CUDA out of memory, but that doesn't seem to be true #268

Closed Sebastianv650 closed 3 weeks ago

Sebastianv650 commented 6 months ago

Hello, I can load exl2 models in general, using a RTX3050. But now with a just slightly bigger model (LoneStriker_SauerkrautLM-UNA-SOLAR-Instruct-4.0bpw-h6-exl2) at 5,4GB file size I get a strange OOM error despite only 5,4GB of the 8GB are used:

CUDA out of memory. Tried to allocate 38.00MiB. GPU 0 has a total capacity of 8.00 GiB of which 1.46 GiB is free. Of the allocated memory 5.35GiB is allocated by PyTorch, and 84.82 MiB is reserved by PyTorch but unallocated. If reserved but unallocated memory is large try setting max_size_mb to avoid fragmentation.

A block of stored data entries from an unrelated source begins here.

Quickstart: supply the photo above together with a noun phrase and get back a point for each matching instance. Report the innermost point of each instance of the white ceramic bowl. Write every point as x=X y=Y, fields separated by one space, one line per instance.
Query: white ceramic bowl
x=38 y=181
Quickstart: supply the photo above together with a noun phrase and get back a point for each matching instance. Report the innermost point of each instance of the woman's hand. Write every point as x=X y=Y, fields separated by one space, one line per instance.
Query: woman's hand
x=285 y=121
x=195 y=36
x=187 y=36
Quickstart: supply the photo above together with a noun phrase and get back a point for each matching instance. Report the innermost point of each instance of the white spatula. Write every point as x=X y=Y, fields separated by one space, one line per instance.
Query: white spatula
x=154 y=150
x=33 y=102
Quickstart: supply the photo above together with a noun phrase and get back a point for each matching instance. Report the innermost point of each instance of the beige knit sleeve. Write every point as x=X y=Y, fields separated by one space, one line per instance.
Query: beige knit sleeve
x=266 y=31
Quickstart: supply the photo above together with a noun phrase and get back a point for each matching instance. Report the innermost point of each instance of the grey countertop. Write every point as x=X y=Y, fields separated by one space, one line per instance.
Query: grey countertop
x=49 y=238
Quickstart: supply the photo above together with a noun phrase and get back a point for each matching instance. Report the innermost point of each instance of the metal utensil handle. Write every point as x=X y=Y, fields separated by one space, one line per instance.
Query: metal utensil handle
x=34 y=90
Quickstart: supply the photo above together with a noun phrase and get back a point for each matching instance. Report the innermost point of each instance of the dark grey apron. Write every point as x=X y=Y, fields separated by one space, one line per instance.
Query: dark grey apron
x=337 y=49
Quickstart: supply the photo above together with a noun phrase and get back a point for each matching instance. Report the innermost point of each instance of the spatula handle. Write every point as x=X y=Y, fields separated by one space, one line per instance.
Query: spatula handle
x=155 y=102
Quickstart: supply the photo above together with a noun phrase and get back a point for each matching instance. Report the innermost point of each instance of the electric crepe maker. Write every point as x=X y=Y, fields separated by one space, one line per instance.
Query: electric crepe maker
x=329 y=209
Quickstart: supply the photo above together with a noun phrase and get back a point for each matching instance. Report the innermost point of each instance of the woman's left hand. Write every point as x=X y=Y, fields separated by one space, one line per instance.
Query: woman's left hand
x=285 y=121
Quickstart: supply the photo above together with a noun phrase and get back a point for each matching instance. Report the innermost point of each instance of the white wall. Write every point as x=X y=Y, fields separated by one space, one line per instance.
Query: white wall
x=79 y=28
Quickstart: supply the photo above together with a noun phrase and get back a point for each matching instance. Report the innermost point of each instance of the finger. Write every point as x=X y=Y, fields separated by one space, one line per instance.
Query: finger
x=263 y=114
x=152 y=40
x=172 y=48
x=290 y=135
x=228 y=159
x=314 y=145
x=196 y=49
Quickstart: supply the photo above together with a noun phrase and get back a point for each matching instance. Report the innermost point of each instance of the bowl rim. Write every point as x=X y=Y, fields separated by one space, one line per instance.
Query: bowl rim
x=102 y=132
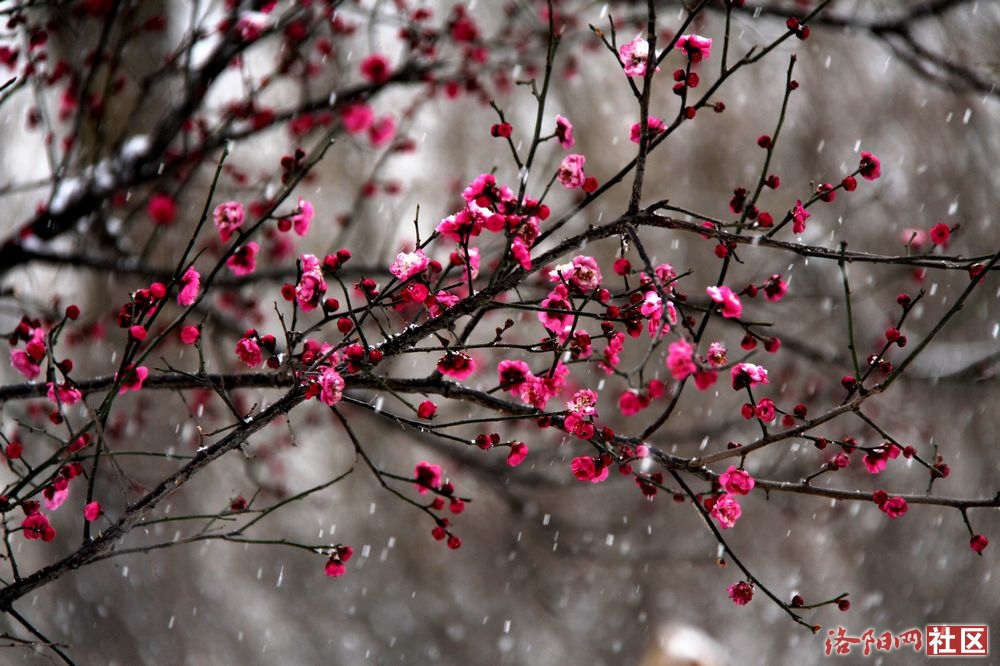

As only 84MB are unallocated I don't think the suggestion in the error message is applicable. Any ideas what I could try?

I'm running Windows 10 and oobabooga WebUI.

turboderp commented 6 months ago

Loading a model takes somewhat more VRAM than the size of the weights on disk. There's also a cache (context) and a number of buffers required for inference.

Sadly, Torch's out-of-memory messages are a kind of useless. It'll usually say it failed to allocate a small amount of VRAM while a lot more is "free". But in reality that memory isn't free. One way to check would be opening Task Manager to see the actual VRAM usage as the model is loading.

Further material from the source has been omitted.